Tras una larga discusión en la que, extrañamente, todos los presentes estaban en favor de Julio, el tendero logró términos que satisficieron a ambas partes. No pagó el depósito en efectivo, pero acertó responsabilidad por los discos y el aparato.

La motocicleta de Julio dejó una estela de polvo cuando el viajante se dirigió a algunas de las casas más remotas de la localidad. Blas dijo que estaba tratando de agarrar a sus clientes antes de que ellos viniesen a la tienda y gastaran todo su dinero en tragos. Mientras hablaba, un grupo de indios salió de tras la tienda. Blas los miró y echó a reír, y lo mismo hicieron todos los demás.

Blas me dijo que esos indios eran clientes de Julio y habían estado escondidos detrás de la tienda, esperando que se fuera.
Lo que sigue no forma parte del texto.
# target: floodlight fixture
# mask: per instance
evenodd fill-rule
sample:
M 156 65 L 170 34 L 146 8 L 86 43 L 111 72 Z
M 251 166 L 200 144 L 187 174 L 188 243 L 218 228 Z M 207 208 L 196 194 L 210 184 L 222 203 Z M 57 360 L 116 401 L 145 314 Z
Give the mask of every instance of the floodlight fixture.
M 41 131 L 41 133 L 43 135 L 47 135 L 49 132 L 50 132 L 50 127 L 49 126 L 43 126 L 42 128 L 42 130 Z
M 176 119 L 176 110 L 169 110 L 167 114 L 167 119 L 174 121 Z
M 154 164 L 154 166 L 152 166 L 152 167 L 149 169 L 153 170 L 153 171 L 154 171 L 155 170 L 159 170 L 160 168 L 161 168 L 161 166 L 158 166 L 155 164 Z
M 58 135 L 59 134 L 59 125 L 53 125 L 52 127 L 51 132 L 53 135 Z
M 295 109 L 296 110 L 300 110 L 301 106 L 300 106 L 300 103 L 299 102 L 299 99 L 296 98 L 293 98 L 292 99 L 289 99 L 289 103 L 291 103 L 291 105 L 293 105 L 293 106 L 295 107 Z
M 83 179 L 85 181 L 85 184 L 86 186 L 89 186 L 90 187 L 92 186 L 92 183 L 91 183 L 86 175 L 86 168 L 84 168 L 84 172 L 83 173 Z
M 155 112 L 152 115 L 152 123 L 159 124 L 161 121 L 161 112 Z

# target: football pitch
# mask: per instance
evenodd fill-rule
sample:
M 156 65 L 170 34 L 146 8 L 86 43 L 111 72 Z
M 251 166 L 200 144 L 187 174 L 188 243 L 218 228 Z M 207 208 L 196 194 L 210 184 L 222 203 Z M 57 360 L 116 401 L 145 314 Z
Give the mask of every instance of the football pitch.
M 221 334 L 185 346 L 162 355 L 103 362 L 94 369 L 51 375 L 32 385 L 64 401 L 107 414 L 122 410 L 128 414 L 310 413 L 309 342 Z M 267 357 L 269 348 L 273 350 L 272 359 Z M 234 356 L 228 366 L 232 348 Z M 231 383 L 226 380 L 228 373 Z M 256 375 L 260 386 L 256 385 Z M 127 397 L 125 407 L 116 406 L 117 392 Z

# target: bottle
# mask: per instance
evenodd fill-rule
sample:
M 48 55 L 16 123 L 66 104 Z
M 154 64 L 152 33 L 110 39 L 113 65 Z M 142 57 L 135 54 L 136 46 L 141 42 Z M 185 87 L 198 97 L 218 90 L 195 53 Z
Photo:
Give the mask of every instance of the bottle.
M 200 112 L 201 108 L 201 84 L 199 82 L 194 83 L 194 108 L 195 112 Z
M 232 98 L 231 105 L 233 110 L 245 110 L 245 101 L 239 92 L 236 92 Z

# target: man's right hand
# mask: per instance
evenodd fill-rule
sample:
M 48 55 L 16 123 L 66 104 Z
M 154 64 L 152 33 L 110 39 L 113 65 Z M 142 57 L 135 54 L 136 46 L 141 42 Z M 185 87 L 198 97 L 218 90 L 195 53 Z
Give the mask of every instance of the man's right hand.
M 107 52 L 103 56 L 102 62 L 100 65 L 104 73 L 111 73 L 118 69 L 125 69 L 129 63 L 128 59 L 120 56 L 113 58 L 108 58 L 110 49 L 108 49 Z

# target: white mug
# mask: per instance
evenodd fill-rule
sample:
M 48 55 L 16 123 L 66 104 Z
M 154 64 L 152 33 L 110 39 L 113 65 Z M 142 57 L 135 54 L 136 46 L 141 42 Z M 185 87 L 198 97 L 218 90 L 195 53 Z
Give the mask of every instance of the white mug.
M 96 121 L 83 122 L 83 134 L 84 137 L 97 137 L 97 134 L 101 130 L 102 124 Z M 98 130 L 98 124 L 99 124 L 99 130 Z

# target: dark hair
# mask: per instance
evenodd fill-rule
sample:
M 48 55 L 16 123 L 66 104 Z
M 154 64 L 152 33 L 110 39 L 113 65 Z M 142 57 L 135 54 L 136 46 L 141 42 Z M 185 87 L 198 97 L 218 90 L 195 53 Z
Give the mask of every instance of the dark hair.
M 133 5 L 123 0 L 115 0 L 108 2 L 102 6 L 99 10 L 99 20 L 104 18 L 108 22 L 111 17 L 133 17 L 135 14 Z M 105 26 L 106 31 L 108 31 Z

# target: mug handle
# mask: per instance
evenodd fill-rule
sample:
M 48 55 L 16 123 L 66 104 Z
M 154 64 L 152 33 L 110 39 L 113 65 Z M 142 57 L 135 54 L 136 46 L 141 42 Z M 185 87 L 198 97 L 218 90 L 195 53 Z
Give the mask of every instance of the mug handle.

La fiesta comenzó temprano. La hija del tendero puso un disco en la tornamesa y bajó el brazo; hubo un estruendo chillante y un zumbido muy agudo; y luego se oyó un ensordecedor sonido de trompeta y algunas guitarras.

La fiesta consistía en tocar los discos a todo volumen, Había cuatro mexicanos jóvenes que bailaban con las dos hijas del tendero y con otras tres muchachas mexicanas. Los yaquis no bailaban; observaban con aparente deleite cada movimiento de los bailarines, Parecían divertirse nada más mirando y engullendo tequila barato.

Invité copas a todos los que conocía. Quería evitar cualquier resentimiento. Circulé entre los numerosos indios, haciéndoles plática y ofreciéndoles tragos. Mi patrón de conducta funcionó hasta que se dieron cuenta de que yo no bebía. Eso pareció molestar simultáneamente a todo el mundo. Era como si, colectivamente, hubieran descubierto que yo no encajaba allí. Los indios se pusieron muy hoscos y me dirigían miradas de reojo.